# Run Backtesting on Historical Data for Amazon Lookout for Metrics

Amazon Lookout for Metrics also supports backtesting against your historical information and in this notebook we will demonstrate this functionality on the same e-commerce data. Once the backtesting job has completed you can see all of the anomalies that Amazon Lookout for Metrics detected in the last 20% of your historical data. From here you can begin to unpack the kinds of results you will see from Amazon Lookout for Metrics in the future when you start streaming in new data. **NOTE YOU MUST CREATE A NEW DETECTOR TO LEVERAGE REAL TIME DATA. BACKTESTING IS ONLY FOR EXPLORATION.**

This notebook assumes that you already executed the live data example in the previous notebook, if you have not, go back and complete those first, then give backtesting a whirl while you are waiting for the real time anomalies to alert you!

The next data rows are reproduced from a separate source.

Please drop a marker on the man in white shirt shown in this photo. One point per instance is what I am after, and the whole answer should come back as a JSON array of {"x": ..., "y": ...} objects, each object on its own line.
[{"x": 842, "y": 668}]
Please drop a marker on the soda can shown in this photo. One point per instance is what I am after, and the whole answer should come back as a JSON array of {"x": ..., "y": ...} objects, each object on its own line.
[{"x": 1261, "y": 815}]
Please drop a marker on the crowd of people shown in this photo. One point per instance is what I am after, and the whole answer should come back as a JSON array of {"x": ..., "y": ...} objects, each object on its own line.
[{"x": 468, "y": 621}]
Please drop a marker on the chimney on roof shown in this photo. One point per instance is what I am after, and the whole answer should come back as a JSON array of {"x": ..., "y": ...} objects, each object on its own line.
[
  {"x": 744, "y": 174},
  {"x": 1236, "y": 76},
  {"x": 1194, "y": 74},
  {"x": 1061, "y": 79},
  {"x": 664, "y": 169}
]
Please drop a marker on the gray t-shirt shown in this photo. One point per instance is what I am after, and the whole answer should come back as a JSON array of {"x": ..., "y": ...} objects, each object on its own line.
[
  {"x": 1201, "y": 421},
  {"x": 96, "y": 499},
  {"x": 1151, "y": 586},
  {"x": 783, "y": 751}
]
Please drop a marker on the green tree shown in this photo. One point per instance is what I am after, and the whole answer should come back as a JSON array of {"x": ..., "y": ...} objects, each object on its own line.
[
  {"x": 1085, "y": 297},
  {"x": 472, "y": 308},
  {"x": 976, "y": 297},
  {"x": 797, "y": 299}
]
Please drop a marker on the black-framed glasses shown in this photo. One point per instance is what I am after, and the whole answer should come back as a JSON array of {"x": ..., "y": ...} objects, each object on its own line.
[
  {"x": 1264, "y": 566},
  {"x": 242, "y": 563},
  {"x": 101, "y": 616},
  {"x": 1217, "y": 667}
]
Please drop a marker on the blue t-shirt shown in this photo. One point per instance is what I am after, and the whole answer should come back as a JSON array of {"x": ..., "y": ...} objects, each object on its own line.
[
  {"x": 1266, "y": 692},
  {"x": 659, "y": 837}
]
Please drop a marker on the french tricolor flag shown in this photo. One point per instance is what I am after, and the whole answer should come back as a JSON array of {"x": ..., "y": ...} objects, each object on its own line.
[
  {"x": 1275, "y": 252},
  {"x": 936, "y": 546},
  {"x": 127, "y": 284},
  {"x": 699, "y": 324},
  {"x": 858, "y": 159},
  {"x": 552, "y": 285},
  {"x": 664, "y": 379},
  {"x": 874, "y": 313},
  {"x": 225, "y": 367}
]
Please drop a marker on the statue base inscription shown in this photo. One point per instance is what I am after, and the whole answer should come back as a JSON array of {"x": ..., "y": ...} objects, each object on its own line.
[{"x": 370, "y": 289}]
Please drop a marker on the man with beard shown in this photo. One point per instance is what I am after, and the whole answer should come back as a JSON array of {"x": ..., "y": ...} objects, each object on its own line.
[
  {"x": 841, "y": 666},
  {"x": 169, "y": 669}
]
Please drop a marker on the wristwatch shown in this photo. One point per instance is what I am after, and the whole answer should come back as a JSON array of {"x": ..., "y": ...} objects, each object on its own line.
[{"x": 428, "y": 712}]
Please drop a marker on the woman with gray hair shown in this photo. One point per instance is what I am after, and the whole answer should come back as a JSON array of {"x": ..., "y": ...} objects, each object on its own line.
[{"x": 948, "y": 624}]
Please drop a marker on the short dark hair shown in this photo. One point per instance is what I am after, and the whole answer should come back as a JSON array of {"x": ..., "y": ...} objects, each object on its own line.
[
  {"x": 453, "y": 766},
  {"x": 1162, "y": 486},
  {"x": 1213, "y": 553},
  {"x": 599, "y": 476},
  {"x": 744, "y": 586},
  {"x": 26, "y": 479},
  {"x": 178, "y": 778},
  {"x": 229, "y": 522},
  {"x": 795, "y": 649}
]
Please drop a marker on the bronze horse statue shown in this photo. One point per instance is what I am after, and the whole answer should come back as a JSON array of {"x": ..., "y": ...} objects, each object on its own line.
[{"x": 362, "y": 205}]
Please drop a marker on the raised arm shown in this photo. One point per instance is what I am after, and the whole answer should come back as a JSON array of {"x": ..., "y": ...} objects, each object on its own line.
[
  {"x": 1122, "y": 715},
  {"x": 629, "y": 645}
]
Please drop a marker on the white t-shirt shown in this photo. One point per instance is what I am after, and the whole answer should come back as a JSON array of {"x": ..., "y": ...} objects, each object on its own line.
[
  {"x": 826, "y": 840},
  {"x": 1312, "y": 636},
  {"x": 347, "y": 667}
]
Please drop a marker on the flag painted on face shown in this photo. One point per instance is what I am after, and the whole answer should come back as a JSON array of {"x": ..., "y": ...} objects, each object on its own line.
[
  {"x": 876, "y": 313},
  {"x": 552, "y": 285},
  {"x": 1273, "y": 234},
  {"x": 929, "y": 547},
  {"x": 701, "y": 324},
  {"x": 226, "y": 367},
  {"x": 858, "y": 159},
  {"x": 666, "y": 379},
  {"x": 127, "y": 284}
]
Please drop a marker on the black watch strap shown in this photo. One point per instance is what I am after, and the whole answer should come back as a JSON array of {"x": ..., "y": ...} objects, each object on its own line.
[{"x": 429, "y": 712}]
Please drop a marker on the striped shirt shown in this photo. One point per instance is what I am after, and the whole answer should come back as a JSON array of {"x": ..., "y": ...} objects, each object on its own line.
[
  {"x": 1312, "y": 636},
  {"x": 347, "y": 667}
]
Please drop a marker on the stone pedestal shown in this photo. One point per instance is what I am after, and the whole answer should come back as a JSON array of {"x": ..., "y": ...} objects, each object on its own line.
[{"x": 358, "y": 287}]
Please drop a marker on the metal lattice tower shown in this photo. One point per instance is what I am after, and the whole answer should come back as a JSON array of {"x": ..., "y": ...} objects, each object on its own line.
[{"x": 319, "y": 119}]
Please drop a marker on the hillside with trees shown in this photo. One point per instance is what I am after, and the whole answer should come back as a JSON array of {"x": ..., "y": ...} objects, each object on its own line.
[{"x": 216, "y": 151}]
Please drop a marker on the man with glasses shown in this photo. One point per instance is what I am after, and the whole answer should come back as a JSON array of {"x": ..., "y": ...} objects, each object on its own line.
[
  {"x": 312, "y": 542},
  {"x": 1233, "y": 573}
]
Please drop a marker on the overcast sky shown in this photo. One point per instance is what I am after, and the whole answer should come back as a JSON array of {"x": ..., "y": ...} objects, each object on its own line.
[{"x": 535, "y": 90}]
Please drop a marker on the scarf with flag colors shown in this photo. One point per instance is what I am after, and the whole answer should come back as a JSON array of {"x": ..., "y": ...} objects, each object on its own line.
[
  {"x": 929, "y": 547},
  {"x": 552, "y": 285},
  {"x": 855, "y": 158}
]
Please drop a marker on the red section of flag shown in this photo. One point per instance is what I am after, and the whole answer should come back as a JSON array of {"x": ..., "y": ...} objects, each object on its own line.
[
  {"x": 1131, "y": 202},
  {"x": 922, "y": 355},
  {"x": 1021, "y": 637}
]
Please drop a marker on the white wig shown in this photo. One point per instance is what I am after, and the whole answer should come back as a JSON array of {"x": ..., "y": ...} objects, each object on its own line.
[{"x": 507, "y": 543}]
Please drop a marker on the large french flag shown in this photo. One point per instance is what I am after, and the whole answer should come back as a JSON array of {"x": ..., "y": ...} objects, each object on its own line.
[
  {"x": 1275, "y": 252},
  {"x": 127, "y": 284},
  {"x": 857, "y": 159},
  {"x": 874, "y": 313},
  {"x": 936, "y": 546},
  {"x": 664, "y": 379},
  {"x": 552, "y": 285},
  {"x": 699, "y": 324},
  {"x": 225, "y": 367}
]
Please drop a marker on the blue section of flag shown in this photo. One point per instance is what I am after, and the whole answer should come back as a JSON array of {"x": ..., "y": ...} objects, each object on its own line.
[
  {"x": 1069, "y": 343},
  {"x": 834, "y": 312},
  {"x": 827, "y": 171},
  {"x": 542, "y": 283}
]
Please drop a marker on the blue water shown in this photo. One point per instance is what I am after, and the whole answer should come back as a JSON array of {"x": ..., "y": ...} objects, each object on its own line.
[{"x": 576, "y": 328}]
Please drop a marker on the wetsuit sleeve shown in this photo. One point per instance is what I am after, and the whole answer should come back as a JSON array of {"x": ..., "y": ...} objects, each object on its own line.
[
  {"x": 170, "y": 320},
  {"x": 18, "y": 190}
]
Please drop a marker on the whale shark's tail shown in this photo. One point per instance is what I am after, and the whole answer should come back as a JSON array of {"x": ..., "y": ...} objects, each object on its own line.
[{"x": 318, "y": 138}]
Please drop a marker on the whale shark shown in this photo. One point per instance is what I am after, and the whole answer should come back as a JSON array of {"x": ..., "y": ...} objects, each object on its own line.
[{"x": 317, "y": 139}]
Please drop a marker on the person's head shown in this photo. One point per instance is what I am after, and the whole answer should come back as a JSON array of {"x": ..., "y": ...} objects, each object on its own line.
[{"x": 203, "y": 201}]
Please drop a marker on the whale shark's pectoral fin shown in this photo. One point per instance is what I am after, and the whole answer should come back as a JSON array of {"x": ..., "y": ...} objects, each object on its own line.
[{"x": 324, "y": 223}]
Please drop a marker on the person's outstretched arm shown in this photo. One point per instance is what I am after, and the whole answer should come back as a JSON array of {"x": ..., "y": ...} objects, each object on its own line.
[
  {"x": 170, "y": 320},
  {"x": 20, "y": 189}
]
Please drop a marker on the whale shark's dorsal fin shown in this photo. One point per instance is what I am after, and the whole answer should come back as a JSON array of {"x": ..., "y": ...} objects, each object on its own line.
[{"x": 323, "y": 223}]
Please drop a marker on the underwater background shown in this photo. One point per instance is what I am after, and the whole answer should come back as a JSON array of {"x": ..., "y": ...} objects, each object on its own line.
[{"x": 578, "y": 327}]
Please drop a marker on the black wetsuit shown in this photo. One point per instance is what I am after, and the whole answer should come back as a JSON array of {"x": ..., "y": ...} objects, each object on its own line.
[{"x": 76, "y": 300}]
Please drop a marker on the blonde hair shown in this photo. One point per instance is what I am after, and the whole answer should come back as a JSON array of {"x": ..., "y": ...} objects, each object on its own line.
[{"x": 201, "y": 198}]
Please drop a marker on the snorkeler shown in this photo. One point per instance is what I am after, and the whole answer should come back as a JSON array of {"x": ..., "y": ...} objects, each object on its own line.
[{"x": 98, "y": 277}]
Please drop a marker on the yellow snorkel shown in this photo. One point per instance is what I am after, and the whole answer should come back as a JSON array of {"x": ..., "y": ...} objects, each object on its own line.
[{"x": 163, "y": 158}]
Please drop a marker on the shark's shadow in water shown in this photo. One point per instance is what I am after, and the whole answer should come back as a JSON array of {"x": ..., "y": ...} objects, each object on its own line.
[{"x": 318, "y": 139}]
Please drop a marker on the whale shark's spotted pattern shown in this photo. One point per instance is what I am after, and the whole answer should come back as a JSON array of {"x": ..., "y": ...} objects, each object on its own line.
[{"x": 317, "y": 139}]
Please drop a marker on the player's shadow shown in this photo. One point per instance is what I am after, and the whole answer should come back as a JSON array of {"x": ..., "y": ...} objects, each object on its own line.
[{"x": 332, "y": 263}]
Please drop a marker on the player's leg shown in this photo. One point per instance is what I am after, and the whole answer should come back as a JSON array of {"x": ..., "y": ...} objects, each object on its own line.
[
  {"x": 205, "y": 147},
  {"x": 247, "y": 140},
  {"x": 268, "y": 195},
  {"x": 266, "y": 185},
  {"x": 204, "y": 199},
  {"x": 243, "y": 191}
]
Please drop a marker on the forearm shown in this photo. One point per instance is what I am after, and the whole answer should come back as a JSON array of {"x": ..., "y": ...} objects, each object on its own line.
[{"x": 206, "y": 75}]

First restore the variables from the previous notebook and then import the libraries needed.

In [1]:
%store -r

Just as in the last notebook, connect to AWS through the SDK.

In [2]:
import boto3
region = "us-west-2"
session = boto3.Session(region_name = region)

# FIXME : Beta endpoint
L4M = session.client( "lookoutmetrics", endpoint_url='https://lookoutmetrics-beta.us-west-2.amazonaws.com/' )

## Creating A Detector

This step is identical to the one in the previous notebook. Here, we're simply creating a diffrent `detector` that we will use for backtesting. 

In [4]:
response = L4M.create_anomaly_detector( 
    AnomalyDetectorName = project + "-detector-2",
    # AnomalyDetectorDomain = "ADS",
    AnomalyDetectorDescription = "My Detector",
    AnomalyDetectorConfig = {
        "AnomalyDetectorFrequency" : frequency,
    },
)

anomaly_detector_arn = response["AnomalyDetectorArn"]
anomaly_detector_arn

ServiceQuotaExceededException: An error occurred (ServiceQuotaExceededException) when calling the CreateAnomalyDetector operation: Request would cause a service quota to be exceeded.

## Define Metrics

At present ALFM supports 5,000 historical data points for backtesting starting from the moment when you create your detector.

After creating a detector, we need to point it to the s3 path for our backtest data. This process is also, similar to the one from the previous notebook.

First, let's create a role that can work with the Amazon Lookout for Metrics service:

In [5]:
import utility as pu
role_arn = pu.get_or_create_iam_role(role_name)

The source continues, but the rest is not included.